監督
フランスの女性監督レティシア・カートンが、ろう者である友人ヴァンサンの死をきっかけに彼の遺志を継ぎ、ろうコミュニティを10年にわたり記録したドキュメンタリー。美しく豊かな手話と優しく力強いろう文化を見つめながら、ろう者たちの内面にも迫ってゆく。音楽は、フランス人シンガーのカミーユ。本作中の音楽には楽器は用いられず、ハミングやスキャット、身体を叩く音などによってサウンドトラックが構成されている。2017年4月、『東京ろう映画祭』にて『新・音のない世界で』のタイトルで上映。
ストーリー
レティシア・カートン監督の友人であるヴァンサンが突然に命を絶った。彼は一緒にこの映画を作るはずだった。
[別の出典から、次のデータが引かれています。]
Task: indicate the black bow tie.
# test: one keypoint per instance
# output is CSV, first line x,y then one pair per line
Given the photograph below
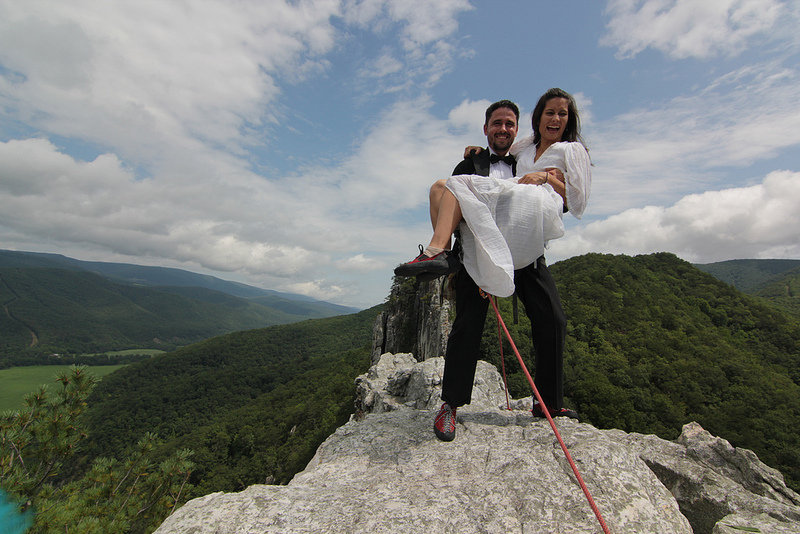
x,y
494,158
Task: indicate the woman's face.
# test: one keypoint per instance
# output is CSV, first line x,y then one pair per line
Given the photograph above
x,y
554,120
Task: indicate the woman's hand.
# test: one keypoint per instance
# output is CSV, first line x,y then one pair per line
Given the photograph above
x,y
534,178
552,176
470,149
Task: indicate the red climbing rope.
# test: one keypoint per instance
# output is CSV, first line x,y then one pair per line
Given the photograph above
x,y
550,420
503,364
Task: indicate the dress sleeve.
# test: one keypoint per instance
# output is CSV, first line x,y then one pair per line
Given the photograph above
x,y
578,178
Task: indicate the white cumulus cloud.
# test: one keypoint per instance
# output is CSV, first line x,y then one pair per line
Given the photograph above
x,y
689,28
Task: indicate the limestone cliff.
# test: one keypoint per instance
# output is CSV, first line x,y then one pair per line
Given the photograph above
x,y
384,471
416,319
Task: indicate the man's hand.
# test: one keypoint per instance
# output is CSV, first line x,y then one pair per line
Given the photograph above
x,y
551,175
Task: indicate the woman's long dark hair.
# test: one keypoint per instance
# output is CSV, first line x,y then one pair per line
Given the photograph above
x,y
573,130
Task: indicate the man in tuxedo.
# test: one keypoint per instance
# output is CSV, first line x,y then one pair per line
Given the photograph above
x,y
534,286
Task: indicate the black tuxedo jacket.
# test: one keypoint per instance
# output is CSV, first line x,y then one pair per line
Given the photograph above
x,y
477,164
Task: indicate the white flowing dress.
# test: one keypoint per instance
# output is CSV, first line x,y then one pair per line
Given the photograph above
x,y
507,225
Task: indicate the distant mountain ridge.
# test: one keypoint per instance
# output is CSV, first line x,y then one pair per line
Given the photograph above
x,y
154,276
749,275
653,343
777,281
52,304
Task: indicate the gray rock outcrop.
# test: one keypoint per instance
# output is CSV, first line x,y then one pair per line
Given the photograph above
x,y
384,471
416,319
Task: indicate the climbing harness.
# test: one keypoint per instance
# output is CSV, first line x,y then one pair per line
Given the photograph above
x,y
502,324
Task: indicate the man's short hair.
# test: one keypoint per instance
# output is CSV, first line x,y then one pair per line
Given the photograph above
x,y
502,104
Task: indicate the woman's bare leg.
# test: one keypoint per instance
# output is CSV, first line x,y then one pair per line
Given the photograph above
x,y
447,218
437,190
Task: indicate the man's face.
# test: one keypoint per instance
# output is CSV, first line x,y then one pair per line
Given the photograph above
x,y
501,130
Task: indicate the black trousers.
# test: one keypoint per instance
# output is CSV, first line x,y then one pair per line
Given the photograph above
x,y
536,289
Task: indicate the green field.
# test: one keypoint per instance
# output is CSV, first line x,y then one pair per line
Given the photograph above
x,y
16,382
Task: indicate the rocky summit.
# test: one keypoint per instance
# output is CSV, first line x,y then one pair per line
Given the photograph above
x,y
385,471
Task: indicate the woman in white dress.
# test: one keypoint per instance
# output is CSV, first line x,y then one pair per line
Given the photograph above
x,y
505,224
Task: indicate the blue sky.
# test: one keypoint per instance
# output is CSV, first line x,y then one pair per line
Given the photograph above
x,y
290,145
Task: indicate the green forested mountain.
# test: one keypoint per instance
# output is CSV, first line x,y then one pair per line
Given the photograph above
x,y
49,310
777,281
783,291
654,342
749,275
250,404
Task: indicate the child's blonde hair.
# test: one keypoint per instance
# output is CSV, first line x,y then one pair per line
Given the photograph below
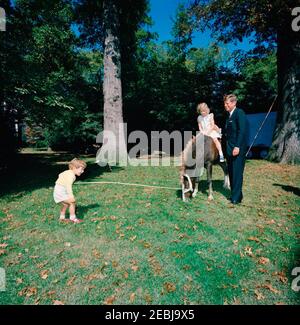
x,y
76,163
202,106
230,97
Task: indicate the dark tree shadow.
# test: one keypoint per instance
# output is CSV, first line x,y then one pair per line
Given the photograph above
x,y
217,187
32,171
203,188
81,210
288,188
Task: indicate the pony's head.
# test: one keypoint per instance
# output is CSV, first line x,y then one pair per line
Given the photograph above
x,y
187,177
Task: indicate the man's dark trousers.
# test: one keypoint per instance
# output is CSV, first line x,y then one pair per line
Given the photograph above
x,y
236,167
236,131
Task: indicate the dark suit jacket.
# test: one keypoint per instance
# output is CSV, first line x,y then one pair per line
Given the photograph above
x,y
236,132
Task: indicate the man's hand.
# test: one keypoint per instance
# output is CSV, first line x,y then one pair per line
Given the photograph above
x,y
235,151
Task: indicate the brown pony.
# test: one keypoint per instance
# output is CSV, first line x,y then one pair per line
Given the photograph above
x,y
199,153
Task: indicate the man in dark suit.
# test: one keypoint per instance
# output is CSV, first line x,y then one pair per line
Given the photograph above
x,y
236,146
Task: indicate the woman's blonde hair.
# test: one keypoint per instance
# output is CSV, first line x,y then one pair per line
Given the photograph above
x,y
76,163
230,97
202,106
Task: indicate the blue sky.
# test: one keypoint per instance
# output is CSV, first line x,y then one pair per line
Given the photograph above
x,y
162,11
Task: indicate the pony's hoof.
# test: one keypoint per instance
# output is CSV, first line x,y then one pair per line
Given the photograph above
x,y
194,194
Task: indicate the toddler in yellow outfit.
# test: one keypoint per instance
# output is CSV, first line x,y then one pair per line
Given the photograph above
x,y
63,192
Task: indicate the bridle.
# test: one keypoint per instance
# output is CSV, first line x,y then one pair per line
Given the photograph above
x,y
190,189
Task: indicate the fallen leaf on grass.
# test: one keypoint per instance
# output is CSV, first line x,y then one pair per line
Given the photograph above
x,y
254,239
248,251
170,287
28,292
259,295
95,253
263,260
134,268
148,299
282,277
70,282
269,287
58,303
132,297
229,273
147,245
109,300
44,274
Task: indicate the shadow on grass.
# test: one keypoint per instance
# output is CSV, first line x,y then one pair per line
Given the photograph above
x,y
81,210
32,171
291,189
203,188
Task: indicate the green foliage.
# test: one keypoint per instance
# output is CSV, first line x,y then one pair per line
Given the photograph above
x,y
257,85
144,245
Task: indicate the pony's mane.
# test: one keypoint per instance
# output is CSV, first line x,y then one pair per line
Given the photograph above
x,y
186,152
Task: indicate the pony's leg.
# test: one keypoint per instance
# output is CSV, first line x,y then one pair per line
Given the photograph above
x,y
209,181
183,195
195,187
226,183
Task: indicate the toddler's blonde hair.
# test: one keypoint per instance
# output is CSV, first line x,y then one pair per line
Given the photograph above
x,y
202,106
76,163
230,97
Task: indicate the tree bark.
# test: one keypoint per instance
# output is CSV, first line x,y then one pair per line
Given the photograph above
x,y
112,87
286,141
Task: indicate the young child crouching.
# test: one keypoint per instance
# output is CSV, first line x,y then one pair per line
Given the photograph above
x,y
63,192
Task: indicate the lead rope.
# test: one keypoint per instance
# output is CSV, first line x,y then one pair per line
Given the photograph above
x,y
261,126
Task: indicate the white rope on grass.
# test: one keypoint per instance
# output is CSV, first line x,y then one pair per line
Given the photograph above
x,y
130,184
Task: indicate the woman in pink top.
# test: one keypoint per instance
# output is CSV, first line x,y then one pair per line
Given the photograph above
x,y
208,127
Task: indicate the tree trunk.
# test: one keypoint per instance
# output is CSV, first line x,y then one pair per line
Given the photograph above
x,y
286,141
112,88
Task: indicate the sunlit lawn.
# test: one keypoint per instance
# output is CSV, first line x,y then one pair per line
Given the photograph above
x,y
144,245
あれから10年間、監督は「ろう者の存在を知らせたい」という彼の遺志を継ぎ、本作を完成させる。フランスのろうコミュニティ。美しく豊かな手話と、優しく力強いろう文化。それはヴァンサンが教えてくれたもう一つの世界だった。共に手話を生き、喜びや痛みをわかちあう中、レティシア監督はろう者たちの内面に、社会から抑圧され続けてきた怒り、家族への愛や葛藤、ろう教育の現実などヴァンサンが抱えていたものと同様、複雑な感情が閉じ込められていることを見出していく……。